In February, Radio France celebrated Benjamin’s music in Paris with an impressive and compendious focus at the Présences Festival. From concert performances of two operas, to chamber and orchestral works, over ten pieces were included in what was a resounding confirmation of Benjamin’s importance in French musical life.
 
 
In the opening concert Benjamin conducted the Orchestre National de France in his Duet for piano and orchestra and Palimpsests. Pascal Rophé conducted the same orchestra in Sudden Time, while Kent Nagano led the Orchestre Philharmonique et Chœur de Radio France in Sometime Voices, with baritone Gyula Orendt. Ensemble Intercontemporain presented Into the Little Hill, and Benjamin conducted Written on Skin with the Orchestre Philharmonique de Radio France (a performance which was repeated in Vienna).
 
 
‘A brilliant edition of Présences… a portrait commensurate with Benjamin’s excellence. Here we have a master in the old sense… isolating himself for months on end to chisel away at scores that have the purity of diamonds. Nothing is left to chance, and yet music seems to be constantly inventing itself… we are once again confounded by his mastery of the orchestra… The highlight was Written on Skin, his greatest triumph to date.’

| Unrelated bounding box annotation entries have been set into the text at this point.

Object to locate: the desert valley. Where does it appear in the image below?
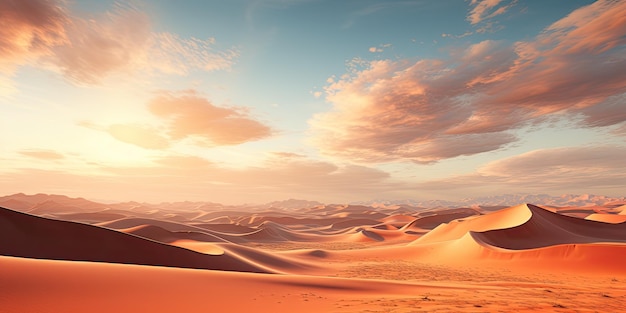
[0,194,626,313]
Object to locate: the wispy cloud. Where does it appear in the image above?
[105,124,170,149]
[0,0,239,84]
[0,153,395,204]
[418,146,626,193]
[310,1,626,163]
[467,0,517,25]
[18,149,65,161]
[148,90,272,146]
[79,90,273,150]
[0,0,70,72]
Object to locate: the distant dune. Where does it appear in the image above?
[0,194,626,312]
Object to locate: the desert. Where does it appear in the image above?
[0,194,626,313]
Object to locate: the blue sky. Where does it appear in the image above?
[0,0,626,203]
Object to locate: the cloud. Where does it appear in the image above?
[0,0,69,72]
[45,5,151,84]
[105,124,170,149]
[467,0,517,25]
[418,146,626,194]
[78,90,273,150]
[0,0,239,84]
[18,149,65,161]
[148,90,272,146]
[309,1,626,163]
[0,153,396,204]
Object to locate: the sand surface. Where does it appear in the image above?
[0,191,626,313]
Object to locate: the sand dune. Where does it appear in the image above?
[0,194,626,312]
[0,208,267,272]
[471,204,626,250]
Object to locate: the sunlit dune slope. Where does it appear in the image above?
[471,204,626,250]
[0,208,269,272]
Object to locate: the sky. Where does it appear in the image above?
[0,0,626,204]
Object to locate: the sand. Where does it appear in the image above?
[0,194,626,313]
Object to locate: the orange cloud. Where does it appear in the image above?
[105,124,170,149]
[467,0,516,25]
[415,146,626,195]
[148,91,272,146]
[310,1,626,163]
[19,149,65,161]
[0,155,397,204]
[0,0,69,72]
[0,0,238,84]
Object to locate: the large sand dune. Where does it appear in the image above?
[0,194,626,312]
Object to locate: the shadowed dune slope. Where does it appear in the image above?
[0,208,270,273]
[470,204,626,250]
[119,225,227,243]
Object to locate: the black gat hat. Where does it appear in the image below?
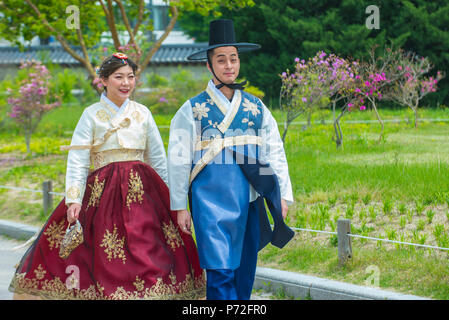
[187,19,260,60]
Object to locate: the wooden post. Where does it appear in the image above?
[337,218,352,266]
[42,180,53,216]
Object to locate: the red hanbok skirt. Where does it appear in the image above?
[10,161,206,299]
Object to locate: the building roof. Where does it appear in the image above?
[0,43,207,65]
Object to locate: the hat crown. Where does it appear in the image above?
[209,19,235,46]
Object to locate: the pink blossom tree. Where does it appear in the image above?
[8,61,61,154]
[355,46,404,140]
[386,52,444,128]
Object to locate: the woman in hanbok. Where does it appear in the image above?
[10,53,205,299]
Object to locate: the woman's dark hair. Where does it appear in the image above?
[98,56,139,78]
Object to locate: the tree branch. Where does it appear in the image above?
[114,0,141,56]
[133,0,145,36]
[137,6,179,75]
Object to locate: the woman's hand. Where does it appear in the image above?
[177,210,192,235]
[67,203,81,223]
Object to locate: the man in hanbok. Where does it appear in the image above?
[168,20,294,300]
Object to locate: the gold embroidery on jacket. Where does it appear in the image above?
[96,109,111,122]
[126,169,143,210]
[100,224,126,264]
[131,110,143,123]
[44,219,65,250]
[86,175,104,210]
[162,220,184,251]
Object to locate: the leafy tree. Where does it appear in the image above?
[180,0,449,104]
[8,61,61,154]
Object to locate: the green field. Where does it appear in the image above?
[0,106,449,299]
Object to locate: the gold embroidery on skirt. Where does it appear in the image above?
[34,264,47,280]
[11,270,206,300]
[44,219,65,250]
[162,220,184,251]
[133,276,145,291]
[86,175,104,210]
[67,186,81,199]
[126,169,143,210]
[100,224,126,264]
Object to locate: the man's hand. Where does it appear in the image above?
[177,210,192,235]
[281,199,288,220]
[67,203,81,223]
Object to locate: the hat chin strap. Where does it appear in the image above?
[207,54,246,90]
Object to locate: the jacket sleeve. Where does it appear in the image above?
[168,100,196,210]
[144,113,168,186]
[261,104,294,204]
[65,110,94,205]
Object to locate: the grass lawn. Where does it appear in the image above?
[0,103,449,299]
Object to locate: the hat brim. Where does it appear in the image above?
[187,42,261,60]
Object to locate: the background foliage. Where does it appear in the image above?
[179,0,449,106]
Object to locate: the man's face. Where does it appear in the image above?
[207,47,240,84]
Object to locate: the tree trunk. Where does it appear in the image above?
[25,130,31,155]
[282,121,291,143]
[370,100,384,141]
[334,110,345,149]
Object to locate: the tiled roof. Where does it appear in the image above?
[0,43,207,65]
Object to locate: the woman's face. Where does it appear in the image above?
[101,65,136,107]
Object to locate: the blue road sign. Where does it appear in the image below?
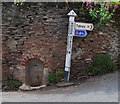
[74,30,87,37]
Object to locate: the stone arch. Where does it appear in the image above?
[21,54,48,68]
[19,54,48,86]
[25,58,44,86]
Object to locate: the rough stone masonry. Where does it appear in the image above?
[2,2,119,84]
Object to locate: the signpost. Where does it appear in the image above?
[64,10,94,82]
[64,10,77,82]
[74,30,87,37]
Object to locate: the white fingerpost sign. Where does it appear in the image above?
[64,10,94,82]
[75,22,94,31]
[64,10,77,81]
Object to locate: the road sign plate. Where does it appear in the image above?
[74,30,87,37]
[75,22,94,31]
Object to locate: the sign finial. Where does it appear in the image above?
[68,10,77,16]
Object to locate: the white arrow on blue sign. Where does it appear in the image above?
[74,30,87,37]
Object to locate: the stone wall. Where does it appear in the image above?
[2,3,119,80]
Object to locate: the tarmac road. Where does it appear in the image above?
[2,72,118,102]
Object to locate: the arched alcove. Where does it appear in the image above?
[25,58,44,86]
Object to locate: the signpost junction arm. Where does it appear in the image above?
[64,10,77,82]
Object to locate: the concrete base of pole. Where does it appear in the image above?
[56,82,74,87]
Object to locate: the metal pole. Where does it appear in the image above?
[64,10,77,82]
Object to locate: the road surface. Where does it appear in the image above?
[2,72,118,102]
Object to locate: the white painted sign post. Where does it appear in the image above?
[64,10,77,82]
[75,22,94,31]
[64,10,94,82]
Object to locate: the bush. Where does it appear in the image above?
[87,54,116,75]
[48,68,64,82]
[89,2,115,24]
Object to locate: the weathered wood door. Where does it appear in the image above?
[26,58,44,86]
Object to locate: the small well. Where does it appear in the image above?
[25,58,44,86]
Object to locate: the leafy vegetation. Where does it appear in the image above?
[87,54,116,75]
[89,2,115,24]
[78,2,119,25]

Le Figaro (Christian Merlin), 18 February 2020
 
 
Palimpsests impresses with its formal perfection and a virtuosity of technique which, although hardly perceptible, contributes to the impression of the music’s progress being inexorable… The climax came with Written on Skin. The dramaturgy is written into the DNA of text and music… [in concert] we gain tenfold in our perception of the incredible refinement of the orchestral writing, whose depth of field opens up grandiose acoustic and dramatic spaces… It may be Benjamin’s birthday, but it is the public that receives a gift.’

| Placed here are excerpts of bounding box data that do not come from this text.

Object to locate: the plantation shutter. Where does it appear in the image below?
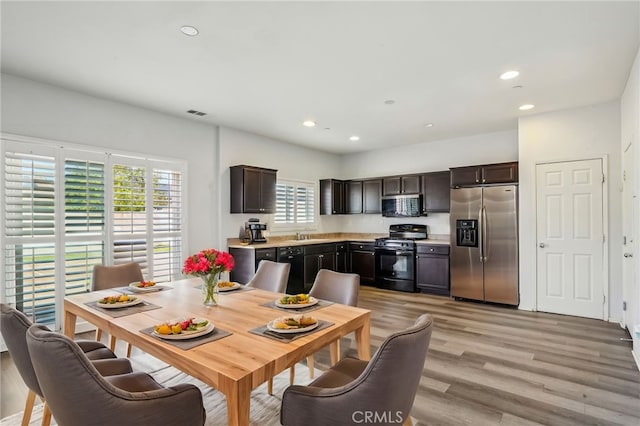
[273,180,315,226]
[3,145,56,323]
[296,184,315,224]
[0,135,186,332]
[274,182,296,223]
[112,159,147,274]
[64,153,106,295]
[153,168,184,281]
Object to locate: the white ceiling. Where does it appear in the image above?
[0,0,640,153]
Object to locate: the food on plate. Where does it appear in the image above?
[153,318,209,334]
[280,293,311,305]
[98,294,136,305]
[273,315,318,330]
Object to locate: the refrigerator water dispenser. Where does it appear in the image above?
[456,219,478,247]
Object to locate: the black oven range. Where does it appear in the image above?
[375,224,427,293]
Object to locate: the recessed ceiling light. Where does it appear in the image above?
[180,25,200,37]
[500,71,520,80]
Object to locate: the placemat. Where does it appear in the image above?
[85,301,162,318]
[249,320,333,343]
[260,299,333,314]
[140,327,232,351]
[111,285,173,295]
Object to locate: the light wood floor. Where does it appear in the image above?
[0,287,640,426]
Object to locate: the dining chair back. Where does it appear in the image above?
[280,314,433,426]
[91,262,144,357]
[289,269,360,384]
[247,260,291,293]
[27,324,206,426]
[0,303,131,426]
[91,262,143,291]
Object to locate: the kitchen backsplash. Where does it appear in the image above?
[338,213,450,235]
[223,213,450,239]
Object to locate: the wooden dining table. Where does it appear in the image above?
[64,279,371,425]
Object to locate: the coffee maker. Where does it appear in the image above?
[244,218,267,244]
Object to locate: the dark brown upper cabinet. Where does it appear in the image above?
[421,170,451,213]
[229,165,277,213]
[450,162,518,188]
[344,180,362,214]
[320,179,345,214]
[382,175,420,195]
[362,179,382,213]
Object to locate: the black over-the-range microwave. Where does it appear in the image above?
[382,194,422,217]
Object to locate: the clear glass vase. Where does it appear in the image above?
[202,274,220,306]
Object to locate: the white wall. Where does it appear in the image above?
[518,101,622,321]
[620,45,640,360]
[217,127,341,247]
[341,130,518,235]
[0,74,218,253]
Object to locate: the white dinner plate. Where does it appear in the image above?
[129,281,162,293]
[267,320,319,334]
[276,296,318,309]
[218,281,241,292]
[152,323,215,340]
[96,297,142,309]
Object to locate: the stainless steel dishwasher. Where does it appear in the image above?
[278,246,304,294]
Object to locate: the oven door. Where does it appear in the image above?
[375,247,415,282]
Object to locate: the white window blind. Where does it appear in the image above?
[273,180,316,229]
[153,168,183,281]
[0,137,185,329]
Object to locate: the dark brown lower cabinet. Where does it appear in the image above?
[336,243,349,272]
[304,244,336,293]
[349,242,376,285]
[416,244,449,296]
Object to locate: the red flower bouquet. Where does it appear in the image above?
[182,249,235,306]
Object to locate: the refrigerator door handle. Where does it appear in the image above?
[478,205,484,262]
[480,206,487,262]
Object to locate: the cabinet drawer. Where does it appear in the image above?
[416,244,449,255]
[349,242,375,251]
[304,244,336,255]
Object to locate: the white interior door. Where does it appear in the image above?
[622,143,638,334]
[536,159,606,319]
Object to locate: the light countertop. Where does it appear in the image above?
[227,233,449,250]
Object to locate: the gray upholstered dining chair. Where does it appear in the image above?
[91,262,144,357]
[27,324,206,426]
[0,303,132,426]
[246,260,291,293]
[280,314,433,426]
[246,260,291,395]
[289,269,360,384]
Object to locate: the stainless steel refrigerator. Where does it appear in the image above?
[450,185,519,305]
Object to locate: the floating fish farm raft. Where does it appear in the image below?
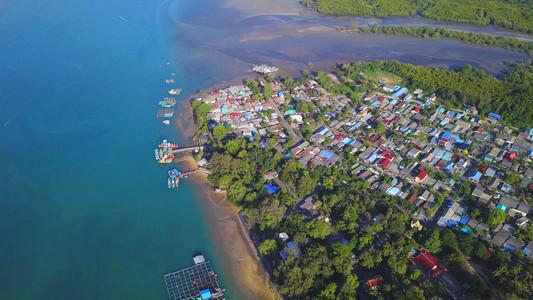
[157,109,174,118]
[164,257,225,300]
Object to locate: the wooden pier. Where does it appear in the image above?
[178,168,211,178]
[157,109,174,118]
[172,145,204,154]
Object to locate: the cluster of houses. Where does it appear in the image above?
[197,74,533,296]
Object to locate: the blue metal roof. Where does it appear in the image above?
[318,150,335,159]
[200,289,212,300]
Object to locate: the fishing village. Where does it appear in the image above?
[185,63,533,299]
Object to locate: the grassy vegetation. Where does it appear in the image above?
[340,24,533,55]
[310,0,533,33]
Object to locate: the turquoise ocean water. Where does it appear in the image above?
[0,0,238,299]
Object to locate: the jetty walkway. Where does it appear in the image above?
[172,145,204,154]
[178,168,211,178]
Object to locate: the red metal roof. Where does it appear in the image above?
[379,158,390,168]
[409,248,448,277]
[416,171,428,181]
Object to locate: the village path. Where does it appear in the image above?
[272,104,303,146]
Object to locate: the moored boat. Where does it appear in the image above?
[159,155,174,164]
[168,89,183,95]
[252,64,278,74]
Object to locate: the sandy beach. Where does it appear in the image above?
[177,97,280,299]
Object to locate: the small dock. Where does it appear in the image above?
[157,109,174,118]
[164,255,225,300]
[178,168,211,178]
[172,145,204,154]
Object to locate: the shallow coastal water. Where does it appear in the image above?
[0,0,527,299]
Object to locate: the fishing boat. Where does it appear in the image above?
[159,140,179,149]
[172,168,180,177]
[252,64,278,75]
[168,89,183,95]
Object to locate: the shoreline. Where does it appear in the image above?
[177,92,279,299]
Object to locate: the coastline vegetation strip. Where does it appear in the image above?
[302,0,533,33]
[339,23,533,55]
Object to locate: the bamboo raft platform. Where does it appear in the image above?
[157,109,174,118]
[164,261,225,300]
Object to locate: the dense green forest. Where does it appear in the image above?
[342,61,533,128]
[302,0,533,33]
[340,24,533,55]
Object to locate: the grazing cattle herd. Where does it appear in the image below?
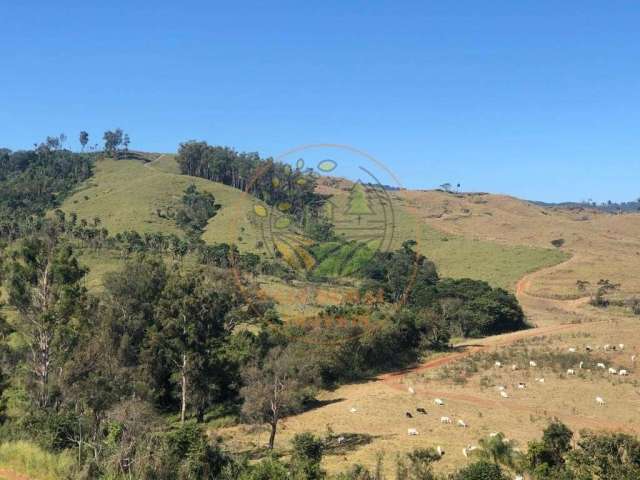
[390,343,636,446]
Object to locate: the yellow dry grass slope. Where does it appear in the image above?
[398,191,640,298]
[218,188,640,474]
[319,182,569,289]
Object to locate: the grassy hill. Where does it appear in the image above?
[321,184,569,289]
[62,156,258,251]
[396,191,640,298]
[56,158,568,288]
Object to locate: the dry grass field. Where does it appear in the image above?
[397,191,640,298]
[215,192,640,473]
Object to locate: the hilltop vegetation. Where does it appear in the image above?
[0,137,636,480]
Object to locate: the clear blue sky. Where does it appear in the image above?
[0,0,640,201]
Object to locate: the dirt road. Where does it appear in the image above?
[379,259,633,432]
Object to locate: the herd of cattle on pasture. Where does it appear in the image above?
[350,343,636,457]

Diapason (Pierre Rigaudière), 22 February 2020
 
 
‘[In Duet] Benjamin imagines all kinds of instrumental alloys between the timbres of orchestra and piano, with an almost cinematographic trajectory, where images and soundscapes pass by, as enigmatic as they are delectable… Palimpsests [is] one of Benjamin’s orchestral masterworks… an extraordinary sonic imagination. The palette is extravagantly rich and the alloys of timbres are always surprising. [Benjamin] leads the orchestra to speak with a rare acuity, conferring both the energy of the sound and the sensuality of the material.’